DEV Community

Cover image for MongoDb backup to S3 using CronJobs on Kubernetes
Adenle Abiodun
Adenle Abiodun

Posted on • Updated on

MongoDb backup to S3 using CronJobs on Kubernetes

I was recently faced with a challenge of doing incremental backup of a mongo database so we can quickly recover in the event of a database crash or some other wierd things happen and the Db becomes unusable.

There are several ways of achieveing this, but then again, i had to stick to one using kubernetes since i already have a kubernetes cluster running.

Prerequisites:

  • Docker installed on your machine
  • Container repository (Docker Hub, Google Container Registry, etc) - I use docker hub
  • Kubernetes cluster running

Our working folder structure should be like this:
db_backup/
├── awesome_backup.sh
├── Dockerfile
├── cronjob-deployment.yaml
└── backup.env

Steps to achieve this:

  • MongoDB installed on the server and running (or Atlas)
  • AWS CLI installed in a docker container
  • A bash script that will be run on the server to backup the database
  • AWS S3 Bucket configured
  • Build and deploy on Kubernetes

MongoDB Setup.

You can setup a mongo database on your server or use an Atlas cluster. The Atlas cluster is a great way to setup a mongo database and is free for M0 clusters. You can also use a mongo database on your server or on a kubernetes cluster.

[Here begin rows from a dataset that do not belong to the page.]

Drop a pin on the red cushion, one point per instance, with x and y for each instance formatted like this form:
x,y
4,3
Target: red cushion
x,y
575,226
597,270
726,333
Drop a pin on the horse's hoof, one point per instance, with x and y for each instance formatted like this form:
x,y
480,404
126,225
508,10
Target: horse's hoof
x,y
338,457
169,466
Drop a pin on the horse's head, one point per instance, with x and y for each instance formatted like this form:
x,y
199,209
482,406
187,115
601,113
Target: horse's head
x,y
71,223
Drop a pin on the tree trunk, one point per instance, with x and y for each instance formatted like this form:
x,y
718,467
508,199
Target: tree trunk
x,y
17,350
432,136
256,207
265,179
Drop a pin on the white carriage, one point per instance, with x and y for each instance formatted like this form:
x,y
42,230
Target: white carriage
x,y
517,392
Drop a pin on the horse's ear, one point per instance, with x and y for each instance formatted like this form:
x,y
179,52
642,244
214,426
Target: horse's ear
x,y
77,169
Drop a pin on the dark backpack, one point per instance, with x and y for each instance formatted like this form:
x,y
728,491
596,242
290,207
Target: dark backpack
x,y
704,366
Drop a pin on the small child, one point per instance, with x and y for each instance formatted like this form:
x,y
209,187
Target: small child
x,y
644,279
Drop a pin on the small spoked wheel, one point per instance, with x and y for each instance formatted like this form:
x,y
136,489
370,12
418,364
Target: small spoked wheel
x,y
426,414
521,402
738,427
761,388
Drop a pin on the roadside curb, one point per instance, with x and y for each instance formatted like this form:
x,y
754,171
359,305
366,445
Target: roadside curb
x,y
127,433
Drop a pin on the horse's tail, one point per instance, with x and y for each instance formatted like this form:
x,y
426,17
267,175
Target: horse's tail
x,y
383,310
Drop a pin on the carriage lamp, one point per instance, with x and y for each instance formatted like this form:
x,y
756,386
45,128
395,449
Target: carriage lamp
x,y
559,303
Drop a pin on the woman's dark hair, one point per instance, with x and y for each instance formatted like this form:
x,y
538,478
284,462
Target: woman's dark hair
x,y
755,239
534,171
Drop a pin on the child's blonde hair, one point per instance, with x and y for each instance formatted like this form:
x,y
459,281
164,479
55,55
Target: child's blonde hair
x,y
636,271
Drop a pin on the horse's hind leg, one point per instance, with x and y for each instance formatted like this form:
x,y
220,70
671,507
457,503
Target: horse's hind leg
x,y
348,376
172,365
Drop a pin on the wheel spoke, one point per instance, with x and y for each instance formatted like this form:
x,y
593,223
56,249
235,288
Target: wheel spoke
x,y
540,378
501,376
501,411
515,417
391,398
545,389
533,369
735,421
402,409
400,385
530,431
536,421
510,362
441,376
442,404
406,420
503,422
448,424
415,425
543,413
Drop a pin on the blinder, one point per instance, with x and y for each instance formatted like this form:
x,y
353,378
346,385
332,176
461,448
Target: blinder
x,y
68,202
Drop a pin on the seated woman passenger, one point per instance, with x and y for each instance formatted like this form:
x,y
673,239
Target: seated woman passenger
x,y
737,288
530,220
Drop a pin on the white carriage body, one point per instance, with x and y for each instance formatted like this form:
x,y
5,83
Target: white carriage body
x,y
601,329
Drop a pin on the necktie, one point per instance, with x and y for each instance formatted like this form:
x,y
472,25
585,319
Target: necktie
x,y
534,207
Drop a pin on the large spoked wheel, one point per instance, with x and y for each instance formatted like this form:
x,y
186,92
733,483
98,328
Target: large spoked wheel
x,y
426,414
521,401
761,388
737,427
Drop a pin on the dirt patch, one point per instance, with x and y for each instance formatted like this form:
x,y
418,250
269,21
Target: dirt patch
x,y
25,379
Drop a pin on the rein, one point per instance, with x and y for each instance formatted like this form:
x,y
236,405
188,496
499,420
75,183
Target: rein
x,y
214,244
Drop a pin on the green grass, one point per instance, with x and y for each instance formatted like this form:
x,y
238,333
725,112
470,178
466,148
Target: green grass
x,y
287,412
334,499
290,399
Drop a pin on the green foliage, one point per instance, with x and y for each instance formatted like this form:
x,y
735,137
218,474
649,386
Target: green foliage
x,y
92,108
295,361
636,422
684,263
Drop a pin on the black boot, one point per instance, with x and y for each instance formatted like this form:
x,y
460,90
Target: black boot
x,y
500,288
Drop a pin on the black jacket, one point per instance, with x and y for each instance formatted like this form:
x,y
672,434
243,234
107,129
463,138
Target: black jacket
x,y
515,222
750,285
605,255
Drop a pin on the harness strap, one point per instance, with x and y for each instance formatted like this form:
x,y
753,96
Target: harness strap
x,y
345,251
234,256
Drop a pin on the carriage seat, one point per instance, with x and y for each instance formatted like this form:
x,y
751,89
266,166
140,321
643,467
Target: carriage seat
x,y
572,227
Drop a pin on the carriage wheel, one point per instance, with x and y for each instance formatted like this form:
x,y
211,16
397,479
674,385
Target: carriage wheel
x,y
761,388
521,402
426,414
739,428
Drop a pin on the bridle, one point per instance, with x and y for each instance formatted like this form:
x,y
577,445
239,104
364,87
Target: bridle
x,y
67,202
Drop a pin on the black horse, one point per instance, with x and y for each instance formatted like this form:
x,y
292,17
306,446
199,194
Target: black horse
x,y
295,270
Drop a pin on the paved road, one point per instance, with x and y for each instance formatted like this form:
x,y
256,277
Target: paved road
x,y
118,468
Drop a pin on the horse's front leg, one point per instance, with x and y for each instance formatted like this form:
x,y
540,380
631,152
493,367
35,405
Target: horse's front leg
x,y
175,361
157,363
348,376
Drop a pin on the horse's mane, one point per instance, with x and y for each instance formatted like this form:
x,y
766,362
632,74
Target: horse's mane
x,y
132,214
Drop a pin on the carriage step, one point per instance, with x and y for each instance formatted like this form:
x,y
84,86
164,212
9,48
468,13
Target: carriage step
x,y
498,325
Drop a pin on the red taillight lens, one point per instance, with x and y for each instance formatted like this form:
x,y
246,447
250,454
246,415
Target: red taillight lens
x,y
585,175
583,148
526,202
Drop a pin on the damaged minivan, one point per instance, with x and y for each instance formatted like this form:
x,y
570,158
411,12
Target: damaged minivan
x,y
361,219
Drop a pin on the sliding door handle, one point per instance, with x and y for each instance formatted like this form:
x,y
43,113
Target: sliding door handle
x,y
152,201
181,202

It doesn't matter which one you use, the most important thing is to have a mongo database running.

You can visit the official MongoDB website to sign up and setup a mongo Atlas cluster at MongoDB Atlas

After creating your mongodb instance, we will need the MONGODB_URI. Keep it safe somewhere, we will need it later.

AWS CLI Setup in a Docker Container.

This is a very important step as we will be using this container to run our scheduled backups to S3 using kubernetes cronjobs.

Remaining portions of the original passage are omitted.